The first issue of the Beacon was published on 7 June 1984. At the time, there was only one other newspaper in the territory, the Island Sun, which held a virtual monopoly on the business since 1962.

The first 12-page Beacon was produced by founders Linnell M. Abbott and her niece, Michelle Abbott. Originally published in black-and-white, the first paper included the lead story "Storm over VI fishing boundaries continues," and the Bulwiss wire, a short article written in local dialect.

On 12 February 1998, a Valentine's Day photo of a pink balloon heart, captioned "Love is in the air," heralded the start of regular colour photographs. In 2002, then-Assistant Editor Scott Bronstein began the DATELINE: Paradise column.

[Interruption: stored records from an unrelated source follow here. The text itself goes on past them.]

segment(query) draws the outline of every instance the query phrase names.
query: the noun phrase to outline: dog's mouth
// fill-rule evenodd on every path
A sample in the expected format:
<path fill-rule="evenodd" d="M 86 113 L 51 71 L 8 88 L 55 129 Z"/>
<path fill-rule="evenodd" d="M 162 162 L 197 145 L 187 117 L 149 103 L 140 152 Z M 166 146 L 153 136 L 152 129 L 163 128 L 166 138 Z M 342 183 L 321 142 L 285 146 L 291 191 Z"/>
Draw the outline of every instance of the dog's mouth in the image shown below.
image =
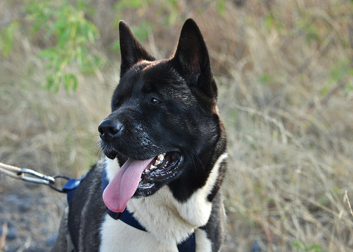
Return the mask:
<path fill-rule="evenodd" d="M 184 161 L 179 152 L 163 153 L 146 160 L 129 158 L 115 174 L 103 193 L 103 200 L 113 212 L 123 212 L 137 190 L 175 177 Z"/>
<path fill-rule="evenodd" d="M 159 155 L 153 159 L 149 168 L 142 172 L 138 188 L 150 188 L 157 181 L 175 176 L 183 161 L 183 156 L 178 152 Z"/>

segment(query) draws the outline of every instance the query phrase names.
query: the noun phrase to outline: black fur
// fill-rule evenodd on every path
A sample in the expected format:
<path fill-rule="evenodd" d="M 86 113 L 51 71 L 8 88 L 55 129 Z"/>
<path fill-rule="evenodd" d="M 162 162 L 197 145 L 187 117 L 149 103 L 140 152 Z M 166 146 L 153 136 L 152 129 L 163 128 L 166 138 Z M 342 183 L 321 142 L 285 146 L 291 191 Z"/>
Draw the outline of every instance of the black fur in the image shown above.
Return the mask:
<path fill-rule="evenodd" d="M 181 164 L 172 175 L 156 181 L 151 188 L 138 188 L 133 197 L 148 196 L 167 185 L 173 196 L 185 202 L 206 184 L 226 148 L 206 44 L 195 22 L 188 19 L 174 55 L 156 60 L 123 21 L 119 30 L 121 80 L 111 99 L 111 113 L 98 128 L 102 149 L 108 158 L 117 157 L 121 165 L 128 158 L 142 160 L 166 152 L 178 153 Z M 99 247 L 98 232 L 106 214 L 100 187 L 102 167 L 101 163 L 93 167 L 70 206 L 68 226 L 77 251 Z M 211 240 L 212 251 L 219 250 L 223 238 L 225 217 L 219 188 L 225 171 L 223 161 L 207 196 L 212 203 L 211 216 L 200 227 Z"/>

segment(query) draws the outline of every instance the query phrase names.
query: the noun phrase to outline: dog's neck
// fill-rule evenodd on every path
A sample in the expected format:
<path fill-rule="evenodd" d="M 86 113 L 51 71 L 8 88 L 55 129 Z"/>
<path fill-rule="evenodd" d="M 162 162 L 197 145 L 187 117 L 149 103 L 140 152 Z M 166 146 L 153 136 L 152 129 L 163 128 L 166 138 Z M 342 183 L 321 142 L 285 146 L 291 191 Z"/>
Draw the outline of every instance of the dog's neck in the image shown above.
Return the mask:
<path fill-rule="evenodd" d="M 181 242 L 196 228 L 207 223 L 212 210 L 212 203 L 207 200 L 207 196 L 216 182 L 220 163 L 226 156 L 223 154 L 218 158 L 205 186 L 186 202 L 177 201 L 168 187 L 164 186 L 150 196 L 131 199 L 127 206 L 129 211 L 160 241 Z M 106 158 L 104 162 L 110 181 L 120 167 L 116 159 Z"/>

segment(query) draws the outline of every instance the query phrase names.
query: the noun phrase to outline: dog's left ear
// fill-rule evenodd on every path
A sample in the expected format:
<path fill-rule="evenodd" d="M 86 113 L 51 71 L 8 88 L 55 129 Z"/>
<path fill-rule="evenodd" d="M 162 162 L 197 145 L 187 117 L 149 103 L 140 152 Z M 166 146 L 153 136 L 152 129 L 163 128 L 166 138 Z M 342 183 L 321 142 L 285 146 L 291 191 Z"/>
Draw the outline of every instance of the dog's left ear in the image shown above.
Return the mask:
<path fill-rule="evenodd" d="M 216 98 L 217 87 L 207 48 L 198 26 L 192 19 L 185 21 L 171 60 L 192 86 L 200 89 L 208 96 Z"/>
<path fill-rule="evenodd" d="M 139 61 L 143 60 L 156 60 L 154 57 L 142 46 L 134 36 L 128 25 L 122 20 L 119 23 L 119 39 L 122 61 L 121 77 Z"/>

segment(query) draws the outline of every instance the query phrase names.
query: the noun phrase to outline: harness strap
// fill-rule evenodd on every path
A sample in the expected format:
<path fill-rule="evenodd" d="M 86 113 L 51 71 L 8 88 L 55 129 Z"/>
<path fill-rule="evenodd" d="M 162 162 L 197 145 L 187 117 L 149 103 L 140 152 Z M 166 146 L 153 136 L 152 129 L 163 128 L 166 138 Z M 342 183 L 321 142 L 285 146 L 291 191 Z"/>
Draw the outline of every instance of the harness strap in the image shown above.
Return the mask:
<path fill-rule="evenodd" d="M 103 165 L 103 173 L 102 174 L 102 194 L 108 185 L 109 181 L 106 178 L 106 171 L 105 171 L 105 165 Z M 112 218 L 117 220 L 120 219 L 132 227 L 140 230 L 148 232 L 144 226 L 134 217 L 127 208 L 122 213 L 115 213 L 107 208 L 108 214 Z M 191 234 L 186 240 L 179 243 L 177 245 L 178 250 L 180 252 L 195 252 L 196 250 L 196 241 L 195 236 L 195 232 Z"/>
<path fill-rule="evenodd" d="M 81 181 L 86 177 L 89 171 L 87 172 L 85 175 L 80 178 L 75 179 L 70 178 L 65 185 L 63 187 L 63 192 L 66 193 L 68 196 L 68 203 L 70 207 L 72 197 L 74 195 L 75 191 L 77 187 L 80 185 Z M 106 172 L 105 171 L 105 165 L 103 166 L 103 174 L 102 174 L 102 193 L 105 189 L 105 187 L 108 185 L 109 181 L 106 178 Z M 120 219 L 122 221 L 125 222 L 128 225 L 131 226 L 135 228 L 137 228 L 140 230 L 148 232 L 147 230 L 143 227 L 137 220 L 134 217 L 133 214 L 128 210 L 126 208 L 122 213 L 115 213 L 109 210 L 107 208 L 107 213 L 113 219 L 115 220 Z M 68 232 L 68 237 L 70 238 L 70 241 L 71 241 L 70 234 L 69 233 L 69 227 L 67 227 Z M 69 244 L 68 244 L 69 245 Z M 191 234 L 185 241 L 180 243 L 177 244 L 178 250 L 180 252 L 195 252 L 196 250 L 196 242 L 195 240 L 195 232 Z M 72 246 L 68 246 L 68 251 L 74 251 L 74 250 L 72 250 Z"/>

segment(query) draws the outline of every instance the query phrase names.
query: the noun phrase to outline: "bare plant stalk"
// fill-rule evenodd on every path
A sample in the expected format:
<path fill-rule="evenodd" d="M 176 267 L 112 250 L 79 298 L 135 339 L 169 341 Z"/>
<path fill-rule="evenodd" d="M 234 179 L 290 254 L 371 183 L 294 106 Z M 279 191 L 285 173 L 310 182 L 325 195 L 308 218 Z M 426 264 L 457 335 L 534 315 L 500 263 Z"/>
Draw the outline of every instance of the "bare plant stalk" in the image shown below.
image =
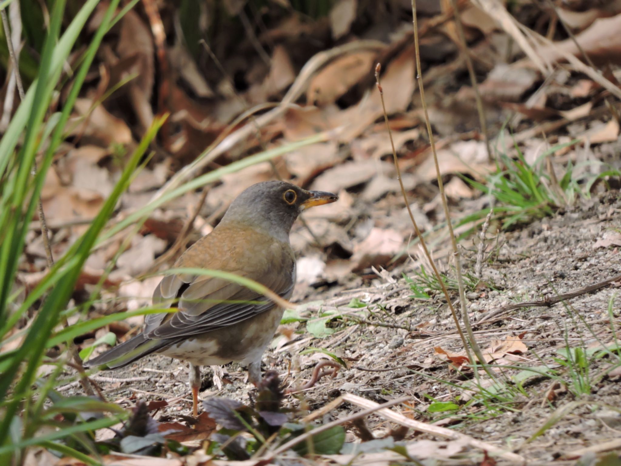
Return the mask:
<path fill-rule="evenodd" d="M 461 23 L 460 10 L 457 7 L 456 0 L 451 0 L 451 6 L 453 7 L 453 12 L 455 17 L 455 25 L 457 27 L 457 35 L 459 36 L 460 43 L 462 49 L 461 51 L 464 55 L 464 58 L 466 60 L 466 66 L 468 68 L 468 75 L 470 75 L 470 82 L 472 83 L 472 88 L 474 91 L 474 100 L 476 101 L 476 111 L 479 114 L 479 123 L 481 125 L 481 132 L 483 134 L 483 138 L 485 140 L 485 148 L 487 150 L 487 160 L 489 162 L 493 162 L 494 157 L 492 155 L 492 149 L 489 145 L 489 137 L 487 135 L 487 121 L 485 117 L 483 101 L 481 99 L 481 93 L 479 92 L 479 85 L 476 82 L 476 75 L 474 73 L 474 66 L 472 63 L 472 58 L 468 53 L 468 44 L 466 42 L 466 34 L 464 34 L 464 27 Z"/>
<path fill-rule="evenodd" d="M 481 229 L 481 234 L 479 236 L 479 247 L 476 252 L 476 264 L 474 265 L 474 276 L 481 280 L 481 276 L 483 271 L 483 254 L 485 252 L 485 234 L 487 232 L 487 228 L 489 227 L 489 222 L 492 219 L 492 215 L 494 214 L 494 208 L 490 206 L 489 212 L 487 216 L 485 217 L 485 222 L 483 227 Z"/>
<path fill-rule="evenodd" d="M 579 42 L 576 39 L 576 35 L 572 32 L 571 29 L 568 27 L 567 24 L 564 22 L 564 21 L 563 21 L 563 18 L 561 17 L 561 15 L 558 14 L 558 10 L 556 8 L 556 6 L 554 4 L 554 2 L 552 2 L 551 0 L 547 0 L 547 1 L 550 7 L 552 9 L 553 11 L 554 11 L 554 19 L 560 22 L 563 25 L 563 29 L 565 30 L 565 32 L 566 32 L 567 35 L 571 39 L 571 41 L 574 43 L 574 45 L 576 45 L 576 48 L 580 52 L 580 53 L 584 57 L 584 61 L 586 62 L 589 66 L 594 70 L 598 70 L 598 68 L 595 66 L 595 63 L 593 63 L 593 60 L 591 59 L 591 57 L 589 57 L 587 53 L 584 51 L 584 49 L 582 48 L 582 45 L 580 45 L 580 42 Z M 550 37 L 548 39 L 551 40 L 552 38 Z M 606 104 L 606 107 L 607 107 L 608 109 L 610 111 L 610 113 L 612 114 L 612 116 L 615 120 L 617 120 L 617 122 L 619 122 L 619 121 L 621 121 L 621 117 L 619 116 L 619 112 L 617 111 L 617 109 L 614 105 L 612 105 L 608 98 L 604 96 L 604 101 Z"/>
<path fill-rule="evenodd" d="M 11 6 L 12 7 L 14 5 L 19 6 L 19 2 L 13 2 L 11 4 Z M 19 7 L 19 6 L 17 7 Z M 2 17 L 2 27 L 4 29 L 4 35 L 6 36 L 7 48 L 9 49 L 9 55 L 11 57 L 11 65 L 13 66 L 13 73 L 15 75 L 15 80 L 17 85 L 17 93 L 19 94 L 20 101 L 23 101 L 25 98 L 25 93 L 24 91 L 24 85 L 22 82 L 22 77 L 19 74 L 17 57 L 15 53 L 15 49 L 13 48 L 13 41 L 11 35 L 11 29 L 9 25 L 9 19 L 6 16 L 6 9 L 0 11 L 0 17 Z M 17 18 L 19 20 L 20 15 L 16 14 L 15 17 Z M 36 160 L 34 160 L 32 161 L 32 175 L 34 176 L 37 175 L 37 161 Z M 39 222 L 41 226 L 41 235 L 43 237 L 43 247 L 45 250 L 47 265 L 48 267 L 51 269 L 52 266 L 54 265 L 54 257 L 52 255 L 52 246 L 50 244 L 49 237 L 50 231 L 47 227 L 47 223 L 45 221 L 45 214 L 43 210 L 43 201 L 41 200 L 40 196 L 39 196 L 37 207 Z M 69 324 L 67 322 L 66 319 L 63 320 L 63 325 L 65 328 L 68 326 Z M 97 384 L 91 380 L 86 376 L 84 370 L 84 367 L 82 365 L 82 360 L 80 359 L 79 354 L 78 351 L 78 347 L 76 347 L 73 342 L 70 344 L 69 352 L 75 362 L 74 364 L 70 364 L 70 365 L 75 367 L 79 373 L 79 383 L 86 394 L 88 395 L 94 395 L 95 392 L 93 391 L 93 387 L 94 387 L 99 393 L 99 395 L 102 397 L 102 399 L 105 400 L 105 398 L 103 397 L 103 394 L 97 386 Z"/>
<path fill-rule="evenodd" d="M 461 338 L 464 348 L 466 349 L 466 352 L 468 354 L 468 359 L 471 362 L 473 360 L 472 359 L 472 355 L 470 354 L 468 340 L 466 339 L 466 336 L 461 331 L 461 327 L 460 326 L 460 321 L 457 317 L 457 313 L 455 312 L 455 309 L 453 307 L 453 303 L 451 301 L 451 298 L 448 296 L 448 290 L 446 290 L 446 286 L 444 284 L 444 280 L 442 280 L 442 277 L 440 276 L 440 272 L 438 271 L 438 268 L 435 266 L 435 262 L 433 262 L 433 259 L 431 257 L 431 254 L 429 252 L 429 249 L 427 248 L 427 244 L 425 243 L 423 235 L 420 232 L 420 230 L 419 229 L 419 226 L 417 224 L 416 221 L 414 219 L 414 216 L 412 213 L 412 209 L 410 208 L 410 203 L 407 200 L 407 194 L 406 193 L 406 188 L 403 186 L 403 180 L 401 180 L 401 170 L 399 168 L 399 162 L 397 160 L 397 151 L 395 150 L 394 142 L 392 140 L 392 132 L 391 131 L 390 126 L 388 124 L 388 114 L 386 113 L 386 105 L 384 104 L 384 89 L 382 89 L 382 85 L 379 82 L 379 71 L 381 70 L 381 66 L 379 63 L 378 63 L 375 66 L 375 81 L 378 86 L 378 91 L 379 92 L 379 99 L 382 102 L 382 109 L 384 111 L 384 121 L 386 122 L 386 128 L 388 129 L 388 137 L 390 139 L 391 146 L 392 148 L 392 160 L 394 162 L 395 168 L 397 171 L 397 179 L 399 180 L 399 185 L 401 188 L 401 195 L 403 196 L 403 200 L 406 202 L 406 208 L 407 209 L 407 213 L 410 216 L 410 220 L 412 221 L 412 224 L 414 227 L 414 231 L 416 232 L 416 235 L 419 237 L 419 239 L 420 240 L 420 245 L 422 246 L 423 250 L 425 252 L 425 255 L 427 257 L 427 260 L 429 261 L 429 263 L 431 264 L 432 268 L 433 269 L 433 273 L 435 275 L 436 278 L 438 279 L 438 283 L 440 283 L 440 287 L 442 288 L 442 292 L 444 293 L 444 296 L 446 299 L 446 303 L 448 303 L 448 308 L 451 310 L 451 315 L 453 316 L 453 319 L 455 321 L 457 331 L 459 332 L 460 337 Z"/>
<path fill-rule="evenodd" d="M 17 14 L 16 15 L 16 17 L 19 19 L 19 2 L 13 2 L 11 6 L 17 8 Z M 6 37 L 6 45 L 7 48 L 9 49 L 9 56 L 11 57 L 11 65 L 13 66 L 13 73 L 15 76 L 15 81 L 17 85 L 17 93 L 19 94 L 20 101 L 23 101 L 26 96 L 25 93 L 24 91 L 24 84 L 22 83 L 22 77 L 19 75 L 19 65 L 17 63 L 17 57 L 15 53 L 15 49 L 13 48 L 13 40 L 11 37 L 11 27 L 9 25 L 9 18 L 6 16 L 6 9 L 4 9 L 0 11 L 0 16 L 2 17 L 2 27 L 4 29 L 4 35 Z M 11 111 L 9 109 L 8 111 Z M 37 174 L 37 161 L 33 160 L 32 165 L 32 174 L 36 175 Z M 39 217 L 39 221 L 41 222 L 41 235 L 43 237 L 43 249 L 45 250 L 45 257 L 47 259 L 47 266 L 50 268 L 52 268 L 52 265 L 54 265 L 54 257 L 52 255 L 52 246 L 50 245 L 50 231 L 47 227 L 47 224 L 45 222 L 45 214 L 43 211 L 43 201 L 41 200 L 41 196 L 39 196 L 38 208 L 38 214 Z"/>
<path fill-rule="evenodd" d="M 425 103 L 425 89 L 423 86 L 422 74 L 420 68 L 420 53 L 419 48 L 418 21 L 416 19 L 416 0 L 412 0 L 412 24 L 414 29 L 414 53 L 416 56 L 416 79 L 419 83 L 419 91 L 420 93 L 420 103 L 422 106 L 423 111 L 425 114 L 425 122 L 427 124 L 427 134 L 429 137 L 429 143 L 431 145 L 432 153 L 433 154 L 433 163 L 435 164 L 435 171 L 438 179 L 438 188 L 440 189 L 440 198 L 442 200 L 442 206 L 444 208 L 444 215 L 446 219 L 446 226 L 448 227 L 448 234 L 449 236 L 451 237 L 451 244 L 453 246 L 453 254 L 455 260 L 455 272 L 457 275 L 457 283 L 460 293 L 460 303 L 461 308 L 461 318 L 463 319 L 464 326 L 466 327 L 466 332 L 468 333 L 468 339 L 470 340 L 470 346 L 472 347 L 473 350 L 476 355 L 477 359 L 479 360 L 479 363 L 481 364 L 490 378 L 493 380 L 496 380 L 496 377 L 494 376 L 494 374 L 485 363 L 485 360 L 483 359 L 483 355 L 481 352 L 481 348 L 479 347 L 479 345 L 476 342 L 476 340 L 474 338 L 474 334 L 473 333 L 472 326 L 470 325 L 470 318 L 468 317 L 468 309 L 466 308 L 466 294 L 464 291 L 463 277 L 461 275 L 461 257 L 460 254 L 459 249 L 457 247 L 457 240 L 455 239 L 455 234 L 453 231 L 453 225 L 451 223 L 451 216 L 450 212 L 448 211 L 448 204 L 446 202 L 446 196 L 444 192 L 444 185 L 442 183 L 442 176 L 440 172 L 440 165 L 438 163 L 438 154 L 435 150 L 435 141 L 433 139 L 433 133 L 432 132 L 431 122 L 429 121 L 429 112 L 427 110 L 427 104 Z M 442 284 L 443 282 L 442 280 L 440 280 L 440 283 Z M 448 303 L 450 303 L 450 299 L 448 299 Z M 451 306 L 451 311 L 452 313 L 455 313 L 452 306 Z M 456 319 L 456 316 L 454 315 L 453 318 Z M 460 331 L 460 334 L 461 335 L 461 330 L 460 328 L 459 324 L 456 322 L 456 323 L 457 324 L 457 329 Z M 470 357 L 469 351 L 468 351 L 468 347 L 467 344 L 465 345 L 465 349 L 466 352 L 468 353 L 468 358 L 470 359 L 470 362 L 473 364 L 475 364 L 476 362 L 474 360 Z M 478 373 L 476 370 L 474 371 L 474 373 L 475 375 Z"/>

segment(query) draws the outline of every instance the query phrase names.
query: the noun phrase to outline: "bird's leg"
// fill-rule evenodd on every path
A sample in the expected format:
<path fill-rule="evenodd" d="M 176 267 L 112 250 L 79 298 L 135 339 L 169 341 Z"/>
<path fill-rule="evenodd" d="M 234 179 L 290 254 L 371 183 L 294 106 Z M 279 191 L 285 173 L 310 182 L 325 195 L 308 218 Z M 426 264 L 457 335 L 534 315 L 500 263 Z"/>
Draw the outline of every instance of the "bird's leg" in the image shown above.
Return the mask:
<path fill-rule="evenodd" d="M 261 383 L 261 360 L 251 362 L 248 365 L 248 380 L 258 387 Z"/>
<path fill-rule="evenodd" d="M 190 388 L 192 389 L 192 415 L 198 416 L 198 392 L 201 390 L 201 366 L 190 364 Z"/>

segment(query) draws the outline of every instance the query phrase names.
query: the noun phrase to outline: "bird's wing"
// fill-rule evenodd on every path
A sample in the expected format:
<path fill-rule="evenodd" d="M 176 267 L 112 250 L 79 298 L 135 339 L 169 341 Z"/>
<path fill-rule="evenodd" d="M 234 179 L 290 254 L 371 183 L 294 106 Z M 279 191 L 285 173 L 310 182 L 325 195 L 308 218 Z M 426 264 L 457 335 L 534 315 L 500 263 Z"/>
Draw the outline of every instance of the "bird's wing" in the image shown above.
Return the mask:
<path fill-rule="evenodd" d="M 287 299 L 295 283 L 295 261 L 287 250 L 272 249 L 274 252 L 268 255 L 269 259 L 255 261 L 252 267 L 233 268 L 240 265 L 233 261 L 220 270 L 258 281 Z M 195 335 L 235 325 L 274 306 L 270 299 L 243 285 L 215 276 L 187 274 L 165 277 L 153 299 L 154 303 L 178 299 L 178 312 L 152 314 L 145 321 L 147 337 L 156 339 Z"/>

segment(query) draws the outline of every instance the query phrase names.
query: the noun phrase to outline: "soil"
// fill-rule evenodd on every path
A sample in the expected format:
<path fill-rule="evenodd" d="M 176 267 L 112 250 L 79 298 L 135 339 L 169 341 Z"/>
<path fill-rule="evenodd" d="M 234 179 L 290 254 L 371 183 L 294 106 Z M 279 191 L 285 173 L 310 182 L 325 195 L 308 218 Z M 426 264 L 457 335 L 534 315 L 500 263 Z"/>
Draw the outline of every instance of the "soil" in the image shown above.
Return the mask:
<path fill-rule="evenodd" d="M 411 409 L 399 409 L 414 419 L 451 426 L 503 446 L 524 456 L 528 464 L 573 464 L 589 449 L 597 451 L 597 445 L 621 437 L 621 372 L 617 368 L 606 373 L 618 361 L 614 355 L 589 356 L 584 370 L 591 385 L 584 390 L 586 393 L 580 394 L 569 368 L 562 363 L 562 352 L 569 346 L 585 349 L 592 355 L 592 349 L 621 339 L 621 283 L 612 283 L 550 306 L 526 306 L 509 311 L 501 308 L 550 299 L 621 273 L 618 247 L 596 244 L 605 234 L 621 231 L 620 213 L 619 193 L 612 191 L 553 217 L 513 231 L 488 234 L 489 257 L 483 264 L 481 281 L 466 290 L 469 316 L 482 349 L 497 344 L 494 340 L 519 336 L 527 349 L 506 355 L 497 363 L 554 370 L 560 383 L 540 375 L 520 385 L 512 378 L 520 370 L 496 368 L 497 377 L 509 378 L 512 391 L 491 396 L 486 403 L 468 401 L 469 392 L 463 387 L 473 378 L 472 372 L 456 370 L 435 349 L 463 350 L 454 321 L 437 291 L 427 290 L 430 299 L 410 298 L 412 291 L 401 273 L 417 279 L 418 267 L 411 258 L 363 287 L 351 289 L 352 283 L 349 290 L 309 288 L 302 301 L 313 304 L 300 311 L 300 316 L 317 318 L 320 304 L 322 312 L 338 308 L 340 317 L 329 322 L 325 332 L 330 334 L 322 338 L 309 334 L 304 322 L 282 326 L 281 335 L 264 357 L 264 370 L 275 370 L 283 378 L 288 375 L 285 384 L 299 386 L 310 378 L 319 360 L 330 359 L 318 351 L 304 355 L 301 352 L 321 348 L 344 359 L 348 368 L 333 378 L 324 378 L 312 388 L 289 395 L 288 404 L 313 410 L 346 392 L 378 403 L 409 396 L 413 398 Z M 469 249 L 468 243 L 463 245 L 463 263 L 465 270 L 473 273 L 476 246 Z M 469 243 L 473 245 L 472 240 Z M 456 291 L 451 293 L 458 306 Z M 371 306 L 373 313 L 365 308 L 347 307 L 354 298 L 369 306 L 381 304 L 386 311 L 377 306 Z M 219 396 L 249 402 L 251 386 L 245 383 L 243 368 L 229 365 L 215 381 L 212 380 L 212 371 L 205 372 L 202 399 Z M 168 405 L 156 418 L 168 418 L 190 413 L 188 375 L 184 363 L 154 355 L 129 367 L 101 373 L 96 380 L 111 400 L 122 404 L 132 406 L 138 400 L 166 400 Z M 480 378 L 481 383 L 489 380 L 483 372 Z M 78 388 L 61 390 L 77 393 Z M 433 400 L 452 401 L 460 409 L 431 413 L 428 408 Z M 331 414 L 343 417 L 354 409 L 342 405 Z M 555 418 L 555 422 L 542 429 Z M 390 431 L 390 426 L 379 417 L 369 416 L 366 423 L 376 437 Z M 533 438 L 539 429 L 542 432 Z M 432 438 L 412 431 L 406 438 L 415 437 Z M 355 439 L 348 432 L 348 439 Z"/>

The Beacon was originally produced in a small house at 67 Main Street, now the location of the Dove Restaurant. In 1991, the paper moved into a traditional West Indian style house on Russell Hill Road.

The office was plagued with errant goats and chickens that would wander into the open-air workspace. Since, a modern expansion has been added, doubling the size of the facility, and air-conditioning installed. The goats and chickens still wander outside the gate. However, in September 2017, Hurricane Irma destroyed half the building.

Until 1987, the paper was written on a now-vintage Olympia portable typewriter. The same year, the Beacon began using computers. In 2006, the paper computerised layout and production of the paper, and in 2009, updated from 1998 iMac G3s to their modern counterpart.

In 2009, the newspaper was sold by Linnell M. Abbott and Business Manager Dora L. Harrigan, to its current owner, Russell Harrigan.